Restaurateur Ruhel Islam is one of several South Asian Americans demonstrating a new kind of allyship with Black Lives Matter — one that is more vocal, forceful, and humble.

Minneapolis 0197-featured
Ruhel Islam’s Gandhi Mahal Indian restaurant burned down during protests in late May — not far from the Third Precinct police headquarters in Minneapolis. (Krithika Varagur)

Krithika Varagur

|

June 30, 2020

When restaurant owner Ruhel Islam said “let my building burn” last month in Minneapolis, he instantly captured a pulsating national mood. He also seemed to throw a glass of ice-cold water on the South Asian American community, who, in broad strokes, have long been complacent about showing up for and protesting alongside Black Americans against police brutality and for civil rights. 
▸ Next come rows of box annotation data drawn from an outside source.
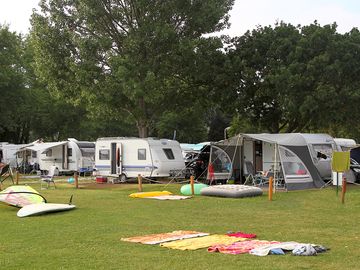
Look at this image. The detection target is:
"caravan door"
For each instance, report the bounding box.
[111,142,123,175]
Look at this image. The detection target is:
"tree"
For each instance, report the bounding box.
[225,22,358,133]
[32,0,234,137]
[0,25,30,143]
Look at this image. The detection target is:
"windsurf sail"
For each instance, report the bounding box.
[0,186,46,207]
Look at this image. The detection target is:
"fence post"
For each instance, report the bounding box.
[190,175,195,195]
[74,172,79,188]
[268,176,273,201]
[138,174,142,192]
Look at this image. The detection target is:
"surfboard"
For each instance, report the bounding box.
[180,183,208,196]
[0,186,46,207]
[17,203,75,217]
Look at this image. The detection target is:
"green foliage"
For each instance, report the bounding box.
[32,0,234,137]
[0,25,31,143]
[156,108,206,143]
[229,22,359,135]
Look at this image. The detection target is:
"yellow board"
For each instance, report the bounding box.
[331,152,350,172]
[129,191,172,198]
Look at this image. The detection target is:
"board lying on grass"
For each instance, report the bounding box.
[17,203,75,217]
[0,186,46,207]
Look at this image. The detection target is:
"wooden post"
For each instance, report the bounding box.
[74,172,79,188]
[15,171,19,185]
[268,176,273,201]
[190,175,195,195]
[138,174,142,192]
[341,177,346,203]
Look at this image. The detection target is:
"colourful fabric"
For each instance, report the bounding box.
[249,242,301,256]
[144,195,191,201]
[160,234,246,250]
[226,232,256,238]
[208,240,280,255]
[129,190,172,198]
[121,231,209,245]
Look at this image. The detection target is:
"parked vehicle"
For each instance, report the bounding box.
[95,137,185,182]
[18,138,95,174]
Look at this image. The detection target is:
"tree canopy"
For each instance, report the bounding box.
[32,0,233,137]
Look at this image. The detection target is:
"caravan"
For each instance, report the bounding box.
[0,142,26,168]
[18,138,95,174]
[210,133,338,190]
[95,137,185,182]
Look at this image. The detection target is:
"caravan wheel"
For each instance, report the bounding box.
[119,173,127,183]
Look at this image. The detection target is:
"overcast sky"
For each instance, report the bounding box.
[0,0,360,36]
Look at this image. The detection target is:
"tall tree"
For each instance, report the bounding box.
[225,22,358,133]
[32,0,234,137]
[0,25,30,143]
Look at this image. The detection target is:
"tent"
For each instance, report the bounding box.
[210,133,337,190]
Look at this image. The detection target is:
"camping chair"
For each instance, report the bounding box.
[40,166,57,189]
[0,164,14,184]
[244,161,264,186]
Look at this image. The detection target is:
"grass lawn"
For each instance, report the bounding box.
[0,178,360,270]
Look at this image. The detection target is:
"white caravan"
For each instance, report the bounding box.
[0,142,26,168]
[21,138,95,173]
[95,137,185,182]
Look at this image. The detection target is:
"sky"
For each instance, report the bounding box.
[0,0,360,36]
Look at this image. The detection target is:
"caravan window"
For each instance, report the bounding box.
[163,148,175,159]
[99,149,110,160]
[46,149,52,157]
[313,144,333,157]
[138,148,146,160]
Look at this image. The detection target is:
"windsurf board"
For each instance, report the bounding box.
[17,203,75,217]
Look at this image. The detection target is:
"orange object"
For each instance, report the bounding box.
[341,177,346,203]
[190,175,195,195]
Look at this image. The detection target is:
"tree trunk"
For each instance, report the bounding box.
[137,97,149,138]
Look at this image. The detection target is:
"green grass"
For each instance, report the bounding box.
[0,179,360,270]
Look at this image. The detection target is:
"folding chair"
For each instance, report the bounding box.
[40,166,58,189]
[244,161,263,186]
[0,164,14,184]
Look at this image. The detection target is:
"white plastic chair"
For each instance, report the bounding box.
[40,166,58,189]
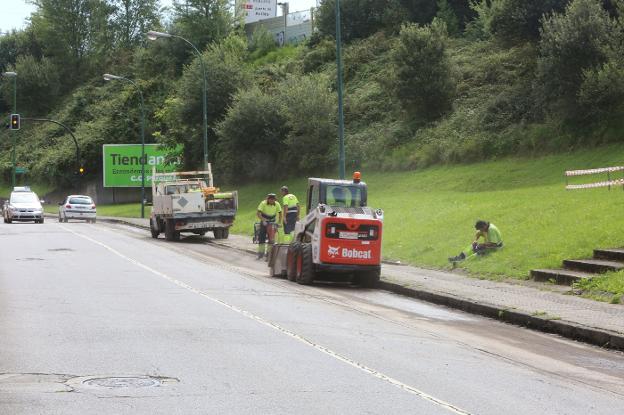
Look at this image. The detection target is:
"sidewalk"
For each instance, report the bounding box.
[98,217,624,350]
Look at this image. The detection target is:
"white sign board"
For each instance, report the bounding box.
[242,0,277,23]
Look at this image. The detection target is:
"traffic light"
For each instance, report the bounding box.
[9,114,20,130]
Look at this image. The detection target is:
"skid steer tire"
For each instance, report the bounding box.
[297,243,316,285]
[165,219,180,241]
[150,219,160,239]
[286,242,301,282]
[357,271,380,288]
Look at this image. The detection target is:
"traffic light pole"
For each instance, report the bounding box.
[11,76,17,187]
[336,0,345,180]
[22,117,81,172]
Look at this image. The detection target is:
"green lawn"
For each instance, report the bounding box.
[233,146,624,300]
[19,146,624,301]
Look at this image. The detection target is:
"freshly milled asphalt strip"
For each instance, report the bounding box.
[59,225,470,415]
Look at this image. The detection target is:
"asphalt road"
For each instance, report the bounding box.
[0,222,624,415]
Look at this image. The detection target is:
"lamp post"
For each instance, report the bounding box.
[147,30,208,171]
[2,72,17,187]
[277,1,288,46]
[336,0,345,180]
[103,73,145,218]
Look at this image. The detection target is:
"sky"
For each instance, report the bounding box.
[0,0,316,32]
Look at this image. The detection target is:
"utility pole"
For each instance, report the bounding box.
[336,0,345,180]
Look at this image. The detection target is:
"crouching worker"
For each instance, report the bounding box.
[256,193,282,259]
[449,220,503,262]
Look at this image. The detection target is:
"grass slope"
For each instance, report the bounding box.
[233,146,624,300]
[19,146,624,301]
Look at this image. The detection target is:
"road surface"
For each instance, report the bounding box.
[0,222,624,415]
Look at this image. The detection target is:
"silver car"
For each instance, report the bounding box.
[59,195,96,223]
[2,187,43,223]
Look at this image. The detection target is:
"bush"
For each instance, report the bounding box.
[316,0,408,42]
[392,20,455,122]
[491,0,570,44]
[537,0,618,119]
[216,88,287,183]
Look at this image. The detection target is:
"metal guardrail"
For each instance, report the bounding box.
[565,166,624,190]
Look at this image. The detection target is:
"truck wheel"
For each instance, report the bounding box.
[297,243,316,285]
[357,270,380,288]
[150,219,160,239]
[165,219,180,241]
[286,242,301,282]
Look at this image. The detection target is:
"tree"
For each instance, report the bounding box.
[216,87,288,183]
[392,20,455,122]
[276,74,338,173]
[156,35,250,168]
[316,0,407,42]
[2,55,60,115]
[491,0,570,43]
[436,0,459,36]
[173,0,234,50]
[537,0,621,119]
[109,0,160,49]
[31,0,111,84]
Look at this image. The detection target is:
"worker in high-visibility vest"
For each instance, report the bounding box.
[449,220,503,263]
[281,186,301,242]
[256,193,282,259]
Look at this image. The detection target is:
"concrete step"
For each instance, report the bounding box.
[563,259,624,274]
[594,248,624,262]
[531,269,596,285]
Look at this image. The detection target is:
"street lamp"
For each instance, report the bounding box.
[103,73,145,218]
[277,1,288,46]
[2,72,17,187]
[147,30,208,171]
[336,0,345,180]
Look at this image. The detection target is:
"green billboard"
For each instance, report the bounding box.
[102,144,177,187]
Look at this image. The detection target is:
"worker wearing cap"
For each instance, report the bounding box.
[449,220,503,263]
[256,193,282,259]
[281,186,300,238]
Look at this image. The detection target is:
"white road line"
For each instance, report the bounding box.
[58,225,470,415]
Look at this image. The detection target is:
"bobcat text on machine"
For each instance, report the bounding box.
[269,172,383,287]
[150,164,238,241]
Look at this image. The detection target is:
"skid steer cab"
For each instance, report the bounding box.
[269,172,383,287]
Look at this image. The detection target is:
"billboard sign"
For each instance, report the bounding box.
[102,144,179,187]
[242,0,277,23]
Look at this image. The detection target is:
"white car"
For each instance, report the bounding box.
[59,195,96,223]
[2,186,43,223]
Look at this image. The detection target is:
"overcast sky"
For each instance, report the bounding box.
[0,0,316,32]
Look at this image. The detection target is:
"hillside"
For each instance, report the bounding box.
[0,0,624,186]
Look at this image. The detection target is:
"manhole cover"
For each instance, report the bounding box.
[82,377,161,389]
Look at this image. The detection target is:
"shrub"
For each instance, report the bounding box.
[491,0,570,43]
[392,20,455,122]
[216,88,287,183]
[537,0,617,119]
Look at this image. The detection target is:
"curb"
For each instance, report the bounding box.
[94,218,624,351]
[379,280,624,351]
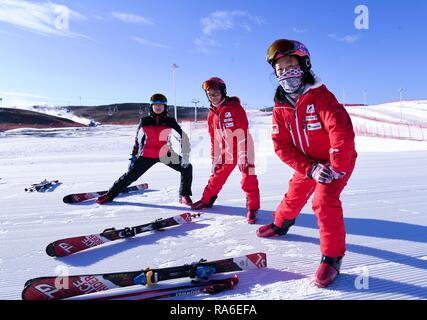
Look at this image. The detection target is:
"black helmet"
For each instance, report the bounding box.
[202,77,227,98]
[150,93,168,115]
[150,93,168,105]
[267,39,314,83]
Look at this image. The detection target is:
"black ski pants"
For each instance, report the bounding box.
[108,156,193,198]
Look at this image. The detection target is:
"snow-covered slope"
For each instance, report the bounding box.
[0,107,427,299]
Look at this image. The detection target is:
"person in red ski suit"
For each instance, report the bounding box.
[257,39,357,287]
[192,77,260,224]
[96,93,193,206]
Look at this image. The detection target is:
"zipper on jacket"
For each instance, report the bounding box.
[288,122,297,147]
[304,123,310,147]
[294,109,307,155]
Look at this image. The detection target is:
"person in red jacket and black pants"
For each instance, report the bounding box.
[96,93,193,206]
[192,77,260,224]
[257,39,357,287]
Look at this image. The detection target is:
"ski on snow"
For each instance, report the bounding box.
[67,274,239,300]
[22,252,267,300]
[24,179,60,192]
[46,212,201,257]
[62,183,148,203]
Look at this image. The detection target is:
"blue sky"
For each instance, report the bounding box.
[0,0,427,108]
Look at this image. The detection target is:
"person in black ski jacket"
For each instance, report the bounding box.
[96,93,193,206]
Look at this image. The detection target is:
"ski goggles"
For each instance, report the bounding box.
[202,80,225,91]
[267,39,310,64]
[150,100,167,104]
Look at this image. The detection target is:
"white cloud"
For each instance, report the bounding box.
[328,33,360,44]
[0,0,89,39]
[293,27,308,33]
[111,12,154,25]
[201,10,263,35]
[131,37,168,49]
[194,36,221,53]
[0,91,53,107]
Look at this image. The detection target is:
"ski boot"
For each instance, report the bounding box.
[256,219,295,238]
[96,193,114,204]
[246,210,258,224]
[191,196,218,210]
[314,256,343,288]
[179,196,193,207]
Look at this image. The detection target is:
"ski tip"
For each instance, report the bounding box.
[46,242,56,257]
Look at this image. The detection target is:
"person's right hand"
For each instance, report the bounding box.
[307,162,334,184]
[128,154,137,171]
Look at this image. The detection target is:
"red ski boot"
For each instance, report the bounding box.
[314,256,343,288]
[179,196,193,207]
[246,210,258,224]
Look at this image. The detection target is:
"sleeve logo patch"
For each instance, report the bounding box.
[307,122,322,131]
[307,104,315,113]
[305,115,319,121]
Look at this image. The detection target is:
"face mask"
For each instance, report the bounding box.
[277,69,304,93]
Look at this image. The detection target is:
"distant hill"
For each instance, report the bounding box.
[67,103,209,124]
[0,108,84,131]
[0,103,209,131]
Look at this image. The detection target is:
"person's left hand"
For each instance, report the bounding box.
[328,165,346,180]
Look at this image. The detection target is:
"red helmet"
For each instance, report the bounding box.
[202,77,227,97]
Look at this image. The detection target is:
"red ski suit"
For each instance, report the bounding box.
[272,83,357,257]
[201,97,260,210]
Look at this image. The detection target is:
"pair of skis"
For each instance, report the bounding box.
[22,252,267,300]
[62,183,148,203]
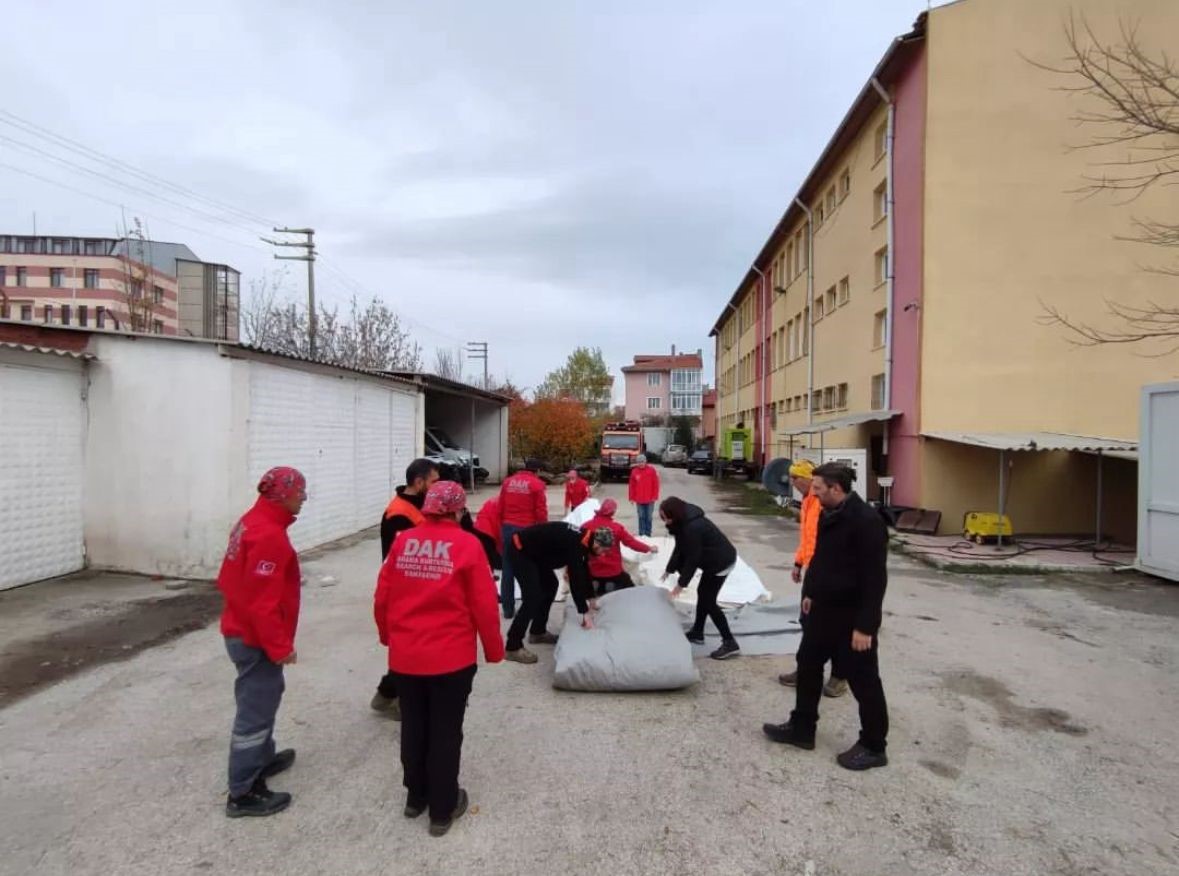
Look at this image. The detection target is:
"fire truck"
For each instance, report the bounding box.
[600,420,644,483]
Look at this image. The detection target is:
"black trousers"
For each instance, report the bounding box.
[692,572,733,641]
[790,605,888,752]
[593,572,634,597]
[396,665,476,822]
[505,544,558,651]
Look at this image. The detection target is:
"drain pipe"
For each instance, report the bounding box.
[795,198,815,423]
[871,77,896,445]
[751,264,765,466]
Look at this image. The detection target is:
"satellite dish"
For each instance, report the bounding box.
[762,457,795,498]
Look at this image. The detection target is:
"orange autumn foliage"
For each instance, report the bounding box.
[508,399,594,467]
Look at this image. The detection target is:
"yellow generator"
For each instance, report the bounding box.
[962,511,1012,545]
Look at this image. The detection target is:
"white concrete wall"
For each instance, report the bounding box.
[85,336,424,578]
[84,335,245,577]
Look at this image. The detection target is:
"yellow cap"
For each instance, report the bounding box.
[790,460,815,477]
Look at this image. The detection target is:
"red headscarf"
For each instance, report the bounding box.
[258,466,307,502]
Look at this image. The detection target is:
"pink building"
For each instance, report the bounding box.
[623,345,704,420]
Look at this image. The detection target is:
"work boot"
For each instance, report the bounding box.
[369,691,401,720]
[225,778,291,818]
[709,639,740,660]
[262,749,295,778]
[762,720,815,751]
[503,645,540,664]
[430,788,470,836]
[823,676,848,697]
[835,743,888,772]
[402,793,429,818]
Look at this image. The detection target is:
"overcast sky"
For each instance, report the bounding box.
[0,0,936,395]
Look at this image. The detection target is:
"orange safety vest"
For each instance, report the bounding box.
[384,495,426,526]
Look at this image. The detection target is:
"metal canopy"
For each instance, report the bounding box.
[921,432,1138,454]
[782,410,901,437]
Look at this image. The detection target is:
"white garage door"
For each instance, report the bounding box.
[0,354,86,590]
[249,363,417,549]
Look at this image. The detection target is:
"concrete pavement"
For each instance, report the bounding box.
[0,472,1179,876]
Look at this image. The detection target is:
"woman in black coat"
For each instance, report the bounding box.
[659,496,740,660]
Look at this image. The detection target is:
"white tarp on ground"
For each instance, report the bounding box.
[553,587,700,691]
[623,535,773,605]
Islam’s face became well-known through a now-viral Facebook post, and in the New York Times, where the Bangladeshi American spoke about how his beloved downtown restaurant, Gandhi Mahal, was burned to the ground by protesters. But Islam wasn’t mad, stating that it could be rebuilt and that the protesters’ anguish was justified. The radical commitment of his actions cut through the miasma of posts and occasionally pointed silences, the screen-based modes of quarantine-era solidarity. Here was a South Asian American who was really walking the walk. Not only did he support the protesters, but he even gave up what was left of his restaurant to medics for them to use in the following days and cooked up vats of dal to feed them.

I thought of Islam alongside Rahul Dubey, the Washington, D.C. dad who sheltered more than 70 protesters in his house in early June, and the online satsangs of the progressive American Hindu organization Sadhana that posit dismantling anti-Blackness as a spiritual pursuit. From coast to coast, South Asian Americans I spoke to agreed: this time feels different. These new kinds of South Asian allyship with Black Lives Matter are more vocal, forceful, and humble than previous iterations. They are marked by a willingness to put bodies on the line and use more relatively privileged identities to amplify Black Americans’ fight. 

As Haaris Pasha, a Pakistani American activist and attorney in Minneapolis told me: “I think this shook folks in a different way.”